Rebecca Love speaks about her work on a new app to help women manage the menopause
Menopause is a time point in a woman’s life where you can fundamentally change the trajectory of her lifelong health.
Rebecca Love
A new app which helps women to manage the menopause was soft launched last month in collaboration with Mumsnet.
Stella is the first product by Vira Health, a company which was co-founded in 2019 by Gates Cambridge Scholar Rebecca Love.
Stella offers women relief from the most common symptoms of menopause, including sleep disturbances, hot flushes, incontinence and mood changes. Women have access to a personalised treatment plan that uses behavioural science to encourage lifestyle changes to improve symptoms and long-term health. There is also personalised support from a human health coach within the app.
In addition the app has a library of informative articles, case studies, recipes designed for menopause health, meditations to relieve stress and anxiety and expert live sessions, where women can ask questions.
Rebecca [pictured above] comes from an entrepreneurial family background and started Vira Health after finishing her PhD in behavioural epidemiology at Cambridge on inequalities in children’s physical activity and interventions. However, she realised eventually that an academic career was not for her. “I am keen to be as close to the people I’m trying to help as possible. I am also too impatient for the long publication cycles,” she said. Part of that realisation came as a result of her involvement in the Gates Cambridge community. Rebecca was President of the Scholars Council and says meeting Gates Cambridge Scholars who were active in so many areas and willing to take risks had a big impact on her.
Healthtech
On graduating she worked for the London mayor’s office on its childhood obesity taskforce, and for the World Health Organisation. She became excited by the innovation happening in healthtech in London and it was when she met Andrea Berchowitz that the seeds of Vira Health and Stella were planted.
Andrea had worked at McKinsey in South Africa and then the UK specialising in women’s health before moving to The Bill and Melinda Gates Foundation. Rebecca shared Andrea’s interest in women’s health and particularly the positive impact better menopause care can have on women’s longer-term health.
“Menopause is a time point in a woman’s life where you can fundamentally change the trajectory of her lifelong health. It seems outrageous that we have not been focusing on this before. Stella is about getting women the relief and support they need for immediate symptoms as well as setting them up for the best brain, bone and heart health in later life,” says Rebecca.
She and Andrea spent the next six months talking to women about their experience of the menopause and about stigma around the subject as well as to medical experts. Rebecca says those conversations really opened her eyes to what women were suffering and how a combination of ageism and sexism had prevented open conversations about the problems. They decided to centre Vira Health’s approach on digital therapeutics and long-term health. They raised a substantial round of venture capital money in autumn 2020 and have since hired a team of 10.
Fortunately, Rebecca thinks things are changing with regard to women’s health generally and that Vira Health can contribute to the next wave of support for women. “Every woman’s menopausal experience is different. The symptoms she deals with are unique and fluctuate, she has her own preferences around treatments,” says Rebecca [2015]. It also comes at a time when women may have teenage children and/or caring responsibilities for parents. They may also be feeling increasingly invisible in a society that still judges women on their youthful looks and on their fertility. Rebecca hopes the Stella app will help change people’s mindsets about the menopause. “We want to reframe it as a new beginning, as a new phase in life that can be better than the last one,” she says.
Long-term effects
For the Mumsnet soft launch, women were placed onto a therapeutic pathway, tailored to the menopausal symptoms that they struggled with most. If a woman is suffering from insomnia, for instance, her programme will use proven cognitive and behavioural techniques to improve her sleep routine and, in turn, duration and quality. Women also get matched with a personal health coach who helps them to master the habits needed to get relief and stay healthy.

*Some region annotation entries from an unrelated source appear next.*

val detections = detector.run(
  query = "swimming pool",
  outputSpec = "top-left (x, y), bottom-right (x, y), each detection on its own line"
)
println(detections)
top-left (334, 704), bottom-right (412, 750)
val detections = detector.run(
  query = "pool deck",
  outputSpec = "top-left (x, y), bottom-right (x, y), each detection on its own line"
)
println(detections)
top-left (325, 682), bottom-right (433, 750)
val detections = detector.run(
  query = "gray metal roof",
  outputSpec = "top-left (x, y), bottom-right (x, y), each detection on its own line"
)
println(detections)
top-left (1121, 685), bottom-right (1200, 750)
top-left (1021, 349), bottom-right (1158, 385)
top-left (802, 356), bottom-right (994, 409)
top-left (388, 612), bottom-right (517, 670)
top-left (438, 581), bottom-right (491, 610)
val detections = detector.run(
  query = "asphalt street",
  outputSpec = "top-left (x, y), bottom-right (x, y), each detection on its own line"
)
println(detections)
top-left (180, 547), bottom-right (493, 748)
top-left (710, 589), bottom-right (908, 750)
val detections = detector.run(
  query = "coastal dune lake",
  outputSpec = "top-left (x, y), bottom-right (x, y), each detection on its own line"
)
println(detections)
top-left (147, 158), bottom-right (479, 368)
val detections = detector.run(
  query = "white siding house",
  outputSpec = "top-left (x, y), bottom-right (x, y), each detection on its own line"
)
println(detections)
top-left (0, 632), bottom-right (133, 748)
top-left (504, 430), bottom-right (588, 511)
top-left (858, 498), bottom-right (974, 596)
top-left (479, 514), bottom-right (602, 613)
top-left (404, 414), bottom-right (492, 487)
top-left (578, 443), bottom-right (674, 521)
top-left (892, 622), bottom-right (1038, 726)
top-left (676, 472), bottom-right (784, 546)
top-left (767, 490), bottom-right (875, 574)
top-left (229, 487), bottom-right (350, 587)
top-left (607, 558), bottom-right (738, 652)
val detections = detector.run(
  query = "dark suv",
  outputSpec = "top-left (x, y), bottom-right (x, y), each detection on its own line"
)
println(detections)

“Having a real human to problem solve with whenever they need it is very important; having that empathy and back and forth really helps,” says Rebecca. “For digital products to work successfully and build engagement, they need to show empathy and a human side.”
Rebecca adds that the app can address long-term health benefits associated with menopause symptoms. For instance, insomnia associated with hormonal changes and night sweats can become a routine problem which is hard to fix and not sleeping is associated with Alzheimer’s Disease. “US research shows two thirds of people with Alzheimer’s are women and menopause is a trigger for brain ageing. Better care of menopausal women will help reduce that,” she says.
Rebecca is hopeful about the future. She says: “Venture capitalists and others are opening up to the idea that there is a huge market opportunity for women’s health products that work that women want to buy. Developing a product that matters to women and has such potential to improve womens’ long-term health is very exciting.”
The official public launch of Stella will follow in the summer in partnership with menopause clinics and workplaces.